FINRA knew that the two key brokers at the Firm's Greenwich Branch had troubled regulatory histories that warranted action by the State of Connecticut's Department of Banking - that information was a regulatory record available to FINRA, a regulator. Keeping with that record issue, FINRA maintains the Central Registration Depository ("CRD"), a database of all registered persons and their member firms. Consequently, how could FINRA itself have been unaware that the Firm's CCO was a part-timer with simultaneous roles as a compliance officer and FINOP at other member firms? All that information was logged in to CRD. If a lowly FINRA examiner had logged on to the CRD system, the CCO's multiple registrations with multiple FINRA member firms would have revealed themselves in all their troubling glory.
In the Matter Of 1st Discount Brokerage, Inc. and Michael R. Fisher, Respondents, the SEC tackled a similar situation to that presented in FINRA's Lane.In the SEC case, the federal regulator appeared distraught about why a brokerage firm missed opportunities to detect an ongoing multi-million dollar Ponzi fraud. Notably and notoriously, the firm was supposed to conduct surprise audits but, instead, sent head's up of the on-site visits. Worse, the prior years' findings that were memorialized in an audit report were not provided to the subsequent years' audit team.

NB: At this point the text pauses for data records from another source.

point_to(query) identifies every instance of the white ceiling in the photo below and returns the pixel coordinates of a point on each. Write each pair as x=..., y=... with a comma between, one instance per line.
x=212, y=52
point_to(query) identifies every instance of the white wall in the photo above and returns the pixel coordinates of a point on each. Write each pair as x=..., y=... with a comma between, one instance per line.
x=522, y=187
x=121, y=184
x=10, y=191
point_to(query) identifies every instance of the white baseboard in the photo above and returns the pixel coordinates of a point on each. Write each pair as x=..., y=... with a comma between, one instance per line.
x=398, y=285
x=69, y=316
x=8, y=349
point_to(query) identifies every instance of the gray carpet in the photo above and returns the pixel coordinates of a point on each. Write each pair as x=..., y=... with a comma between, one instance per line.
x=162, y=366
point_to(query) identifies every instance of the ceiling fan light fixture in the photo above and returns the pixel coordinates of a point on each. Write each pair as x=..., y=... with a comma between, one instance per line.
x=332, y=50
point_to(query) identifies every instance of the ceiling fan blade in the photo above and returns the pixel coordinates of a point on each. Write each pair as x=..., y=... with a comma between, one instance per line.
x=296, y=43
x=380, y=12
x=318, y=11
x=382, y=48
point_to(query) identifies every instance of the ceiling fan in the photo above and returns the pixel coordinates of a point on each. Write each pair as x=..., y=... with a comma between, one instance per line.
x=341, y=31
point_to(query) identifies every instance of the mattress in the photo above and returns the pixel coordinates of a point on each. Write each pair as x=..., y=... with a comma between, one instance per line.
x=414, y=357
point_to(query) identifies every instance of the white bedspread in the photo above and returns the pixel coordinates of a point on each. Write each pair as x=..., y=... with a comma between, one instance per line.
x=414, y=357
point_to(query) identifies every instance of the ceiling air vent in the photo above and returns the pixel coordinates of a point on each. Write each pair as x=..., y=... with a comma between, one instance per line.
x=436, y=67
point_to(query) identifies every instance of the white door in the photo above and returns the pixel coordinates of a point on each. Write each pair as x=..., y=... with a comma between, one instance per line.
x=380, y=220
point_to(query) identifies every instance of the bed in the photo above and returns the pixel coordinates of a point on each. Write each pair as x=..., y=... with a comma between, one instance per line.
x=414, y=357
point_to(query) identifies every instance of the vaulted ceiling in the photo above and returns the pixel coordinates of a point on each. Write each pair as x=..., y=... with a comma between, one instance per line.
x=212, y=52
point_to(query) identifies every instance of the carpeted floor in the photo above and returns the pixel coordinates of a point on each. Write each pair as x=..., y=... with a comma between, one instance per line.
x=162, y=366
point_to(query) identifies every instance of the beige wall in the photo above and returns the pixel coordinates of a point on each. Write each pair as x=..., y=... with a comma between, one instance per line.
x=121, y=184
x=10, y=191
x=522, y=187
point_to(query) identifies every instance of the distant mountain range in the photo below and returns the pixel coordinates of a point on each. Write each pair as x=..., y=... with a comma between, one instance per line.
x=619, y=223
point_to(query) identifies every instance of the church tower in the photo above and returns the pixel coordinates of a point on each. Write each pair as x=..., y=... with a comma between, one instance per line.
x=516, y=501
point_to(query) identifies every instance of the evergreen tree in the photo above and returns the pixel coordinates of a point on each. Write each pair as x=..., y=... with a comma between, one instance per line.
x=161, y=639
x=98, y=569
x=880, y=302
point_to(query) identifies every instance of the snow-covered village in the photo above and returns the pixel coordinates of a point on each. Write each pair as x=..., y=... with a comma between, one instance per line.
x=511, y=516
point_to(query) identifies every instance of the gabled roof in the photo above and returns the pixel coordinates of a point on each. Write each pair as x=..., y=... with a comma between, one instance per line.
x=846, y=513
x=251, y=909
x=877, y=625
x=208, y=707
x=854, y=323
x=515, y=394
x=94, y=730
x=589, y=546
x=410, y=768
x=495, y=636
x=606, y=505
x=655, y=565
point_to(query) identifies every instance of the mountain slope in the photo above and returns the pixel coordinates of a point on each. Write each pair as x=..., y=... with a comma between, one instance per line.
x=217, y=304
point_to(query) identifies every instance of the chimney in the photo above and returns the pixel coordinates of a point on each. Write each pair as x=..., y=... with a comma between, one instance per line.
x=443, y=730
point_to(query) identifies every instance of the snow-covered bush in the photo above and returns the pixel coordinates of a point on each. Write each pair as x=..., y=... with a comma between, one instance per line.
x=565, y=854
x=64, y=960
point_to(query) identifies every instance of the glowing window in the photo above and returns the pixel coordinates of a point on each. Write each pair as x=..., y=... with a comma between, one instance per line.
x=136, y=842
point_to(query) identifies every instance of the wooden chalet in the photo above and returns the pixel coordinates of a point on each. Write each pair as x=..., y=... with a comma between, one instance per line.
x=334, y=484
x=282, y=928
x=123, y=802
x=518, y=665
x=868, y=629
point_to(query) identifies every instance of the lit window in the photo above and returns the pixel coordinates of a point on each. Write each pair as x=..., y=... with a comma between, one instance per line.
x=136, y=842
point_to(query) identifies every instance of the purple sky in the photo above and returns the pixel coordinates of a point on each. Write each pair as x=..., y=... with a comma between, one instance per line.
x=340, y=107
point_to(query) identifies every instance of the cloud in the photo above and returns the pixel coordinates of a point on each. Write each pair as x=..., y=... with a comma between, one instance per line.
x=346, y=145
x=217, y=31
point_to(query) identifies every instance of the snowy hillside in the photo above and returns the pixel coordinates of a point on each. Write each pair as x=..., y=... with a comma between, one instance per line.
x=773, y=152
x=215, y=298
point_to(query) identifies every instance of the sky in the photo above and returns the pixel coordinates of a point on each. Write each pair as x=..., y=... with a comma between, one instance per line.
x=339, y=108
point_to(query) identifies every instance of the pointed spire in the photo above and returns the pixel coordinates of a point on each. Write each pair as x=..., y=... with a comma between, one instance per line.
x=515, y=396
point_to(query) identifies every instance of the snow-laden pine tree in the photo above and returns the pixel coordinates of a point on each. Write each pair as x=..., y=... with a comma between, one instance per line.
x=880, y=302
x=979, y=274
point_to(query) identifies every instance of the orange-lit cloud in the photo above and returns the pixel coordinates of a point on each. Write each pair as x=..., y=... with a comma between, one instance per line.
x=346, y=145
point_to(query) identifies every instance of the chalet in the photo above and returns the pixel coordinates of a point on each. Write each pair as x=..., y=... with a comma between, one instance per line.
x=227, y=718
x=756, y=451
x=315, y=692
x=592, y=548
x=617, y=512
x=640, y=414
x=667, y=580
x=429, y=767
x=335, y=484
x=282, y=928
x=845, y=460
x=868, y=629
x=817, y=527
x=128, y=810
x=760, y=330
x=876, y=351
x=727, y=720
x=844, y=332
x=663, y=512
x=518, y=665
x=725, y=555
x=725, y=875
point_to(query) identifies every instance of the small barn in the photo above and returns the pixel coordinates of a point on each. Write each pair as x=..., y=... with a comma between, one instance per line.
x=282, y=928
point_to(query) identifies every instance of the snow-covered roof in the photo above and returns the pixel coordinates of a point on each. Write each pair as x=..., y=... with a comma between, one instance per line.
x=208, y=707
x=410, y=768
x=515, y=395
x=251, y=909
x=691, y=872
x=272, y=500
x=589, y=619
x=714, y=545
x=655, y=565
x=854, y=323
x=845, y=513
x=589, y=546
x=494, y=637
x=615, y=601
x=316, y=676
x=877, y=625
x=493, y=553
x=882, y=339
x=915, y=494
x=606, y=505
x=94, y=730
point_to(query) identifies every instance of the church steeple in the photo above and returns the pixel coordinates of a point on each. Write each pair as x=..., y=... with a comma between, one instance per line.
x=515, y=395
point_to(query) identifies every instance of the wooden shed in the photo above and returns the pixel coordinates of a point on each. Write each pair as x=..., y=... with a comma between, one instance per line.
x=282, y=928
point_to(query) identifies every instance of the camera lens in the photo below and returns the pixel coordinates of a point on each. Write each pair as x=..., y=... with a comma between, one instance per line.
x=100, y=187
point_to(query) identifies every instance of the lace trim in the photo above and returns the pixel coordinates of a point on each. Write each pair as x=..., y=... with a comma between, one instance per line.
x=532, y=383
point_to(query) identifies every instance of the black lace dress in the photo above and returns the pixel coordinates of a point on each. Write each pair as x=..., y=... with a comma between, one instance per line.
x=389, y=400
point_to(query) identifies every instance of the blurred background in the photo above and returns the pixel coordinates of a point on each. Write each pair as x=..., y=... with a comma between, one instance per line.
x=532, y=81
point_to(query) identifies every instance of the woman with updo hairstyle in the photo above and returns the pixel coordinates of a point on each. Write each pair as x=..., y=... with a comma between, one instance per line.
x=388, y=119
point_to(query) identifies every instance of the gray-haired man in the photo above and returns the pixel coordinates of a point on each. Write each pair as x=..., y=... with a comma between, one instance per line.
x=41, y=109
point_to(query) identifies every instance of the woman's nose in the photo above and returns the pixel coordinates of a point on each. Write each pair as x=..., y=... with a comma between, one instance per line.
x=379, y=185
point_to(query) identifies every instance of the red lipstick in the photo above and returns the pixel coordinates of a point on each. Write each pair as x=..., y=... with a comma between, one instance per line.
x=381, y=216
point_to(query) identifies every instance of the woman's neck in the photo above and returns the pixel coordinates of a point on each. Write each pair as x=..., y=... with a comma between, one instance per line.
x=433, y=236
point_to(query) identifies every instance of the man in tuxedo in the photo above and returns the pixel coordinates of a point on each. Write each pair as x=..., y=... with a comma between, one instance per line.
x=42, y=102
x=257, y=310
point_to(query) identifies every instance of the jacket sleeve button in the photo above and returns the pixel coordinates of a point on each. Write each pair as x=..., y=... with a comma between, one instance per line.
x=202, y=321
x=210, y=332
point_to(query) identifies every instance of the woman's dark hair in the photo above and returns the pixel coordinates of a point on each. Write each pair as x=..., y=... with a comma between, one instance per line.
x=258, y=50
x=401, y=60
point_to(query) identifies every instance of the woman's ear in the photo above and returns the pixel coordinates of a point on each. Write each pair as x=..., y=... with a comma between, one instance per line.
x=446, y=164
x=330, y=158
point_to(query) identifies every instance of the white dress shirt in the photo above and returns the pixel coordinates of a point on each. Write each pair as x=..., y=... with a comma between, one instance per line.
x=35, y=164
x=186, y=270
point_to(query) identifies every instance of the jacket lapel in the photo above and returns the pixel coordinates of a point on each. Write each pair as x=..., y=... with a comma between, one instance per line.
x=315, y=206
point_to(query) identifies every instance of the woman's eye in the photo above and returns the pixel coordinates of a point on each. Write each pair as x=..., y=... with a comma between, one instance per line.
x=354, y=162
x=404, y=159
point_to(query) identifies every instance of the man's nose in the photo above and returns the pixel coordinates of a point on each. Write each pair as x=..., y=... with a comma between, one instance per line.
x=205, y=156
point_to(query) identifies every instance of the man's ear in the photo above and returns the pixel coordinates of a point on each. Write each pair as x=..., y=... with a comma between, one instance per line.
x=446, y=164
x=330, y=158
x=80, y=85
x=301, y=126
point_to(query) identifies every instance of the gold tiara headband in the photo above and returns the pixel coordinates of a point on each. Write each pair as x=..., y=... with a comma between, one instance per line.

In discussing this case, Bill Singer warns of the persistent trend throughout the regulatory spectrum:
An unfortunate byproduct of what I view as the overly accommodating nature of Wall Street's present day regulatory scheme is that the cost of maintaining adequate compliance is more easily carried by large firms such as Merrill Lynch, JP Morgan, Morgan Stanley Smith Barney - and by larger organizations such as LPL or TD Ameritrade. Why is this? In my opinion, it's because recent regulations have taken on an absurd one-size-fits-all character that imposes reporting obligations upon smaller firms that often amounts to little more than endlessly ticking off "not applicable" or "does not apply."